Ficara o trono prematuramente sem sucessor, o reino vestido de luto, o
rei desalentado e a princesa D. Isabel, filha primogénita dos Reis Católicos,
desconsoladamente viúva após sete curtos meses de casamento, decidiu cortar os
seus cabelos louros e recolher-se definitivamente num convento. O sucessor, Manuel
I (1469-1521), que tinha integrado a comitiva que fora receber à fronteira a
candidata a rainha de Portugal, ficara encantado com a beleza da princesa
castelhana, o que explicará todos os esforços que desenvolveu para desposar a
viúva que perdera a oportunidade de vir a ser rainha de Portugal.
Manuel I foi feito rei nesse ano de 1495 e endereçou aos Reis Católicos
uma proposta de casamento com a viúva do desafortunado príncipe português.
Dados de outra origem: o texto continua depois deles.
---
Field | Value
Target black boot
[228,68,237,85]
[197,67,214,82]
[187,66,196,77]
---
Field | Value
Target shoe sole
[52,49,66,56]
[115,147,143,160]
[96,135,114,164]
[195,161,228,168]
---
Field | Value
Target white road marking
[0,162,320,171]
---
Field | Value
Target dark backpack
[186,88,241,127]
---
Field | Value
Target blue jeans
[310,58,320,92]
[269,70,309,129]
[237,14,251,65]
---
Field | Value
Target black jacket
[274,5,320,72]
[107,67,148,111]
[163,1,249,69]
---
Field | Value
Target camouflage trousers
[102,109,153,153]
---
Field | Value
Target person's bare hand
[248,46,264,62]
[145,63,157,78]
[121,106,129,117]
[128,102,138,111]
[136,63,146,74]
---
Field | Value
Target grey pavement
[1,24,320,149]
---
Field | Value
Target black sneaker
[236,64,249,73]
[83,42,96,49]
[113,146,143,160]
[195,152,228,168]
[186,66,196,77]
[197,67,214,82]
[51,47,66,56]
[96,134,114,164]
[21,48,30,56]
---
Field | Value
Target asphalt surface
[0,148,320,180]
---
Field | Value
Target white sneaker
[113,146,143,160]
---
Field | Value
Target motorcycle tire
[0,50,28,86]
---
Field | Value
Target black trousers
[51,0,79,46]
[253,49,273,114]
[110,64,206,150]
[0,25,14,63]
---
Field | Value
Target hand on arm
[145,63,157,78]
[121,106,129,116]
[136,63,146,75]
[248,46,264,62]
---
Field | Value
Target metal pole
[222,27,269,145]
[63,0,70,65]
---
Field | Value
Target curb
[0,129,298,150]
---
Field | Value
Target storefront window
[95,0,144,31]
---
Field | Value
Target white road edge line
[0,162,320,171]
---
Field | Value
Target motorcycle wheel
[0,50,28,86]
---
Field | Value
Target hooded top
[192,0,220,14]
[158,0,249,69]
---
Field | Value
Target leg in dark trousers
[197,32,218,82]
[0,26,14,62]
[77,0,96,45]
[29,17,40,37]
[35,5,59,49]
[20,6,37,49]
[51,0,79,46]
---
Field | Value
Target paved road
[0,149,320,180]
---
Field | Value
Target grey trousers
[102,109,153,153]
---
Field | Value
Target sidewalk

Após
as insistências de seus pais, que lhe fizeram ver os interesses do Estado
espanhol, a princesa acabaria por ceder ao alegado desinteresse em tal
matrimónio, mas impondo a Manuel I a condição de que expulsasse os judeus de
Portugal. O novel rei, não só cumpriria a promessa, como a excederia,
decretando também a expulsão dos mouros, uma desnecessidade óbvia, porquanto
nada representavam para o reino cristão, religiosa e etnicamente, ao contrário
da Espanha, que só em 1492 conquistou Granada.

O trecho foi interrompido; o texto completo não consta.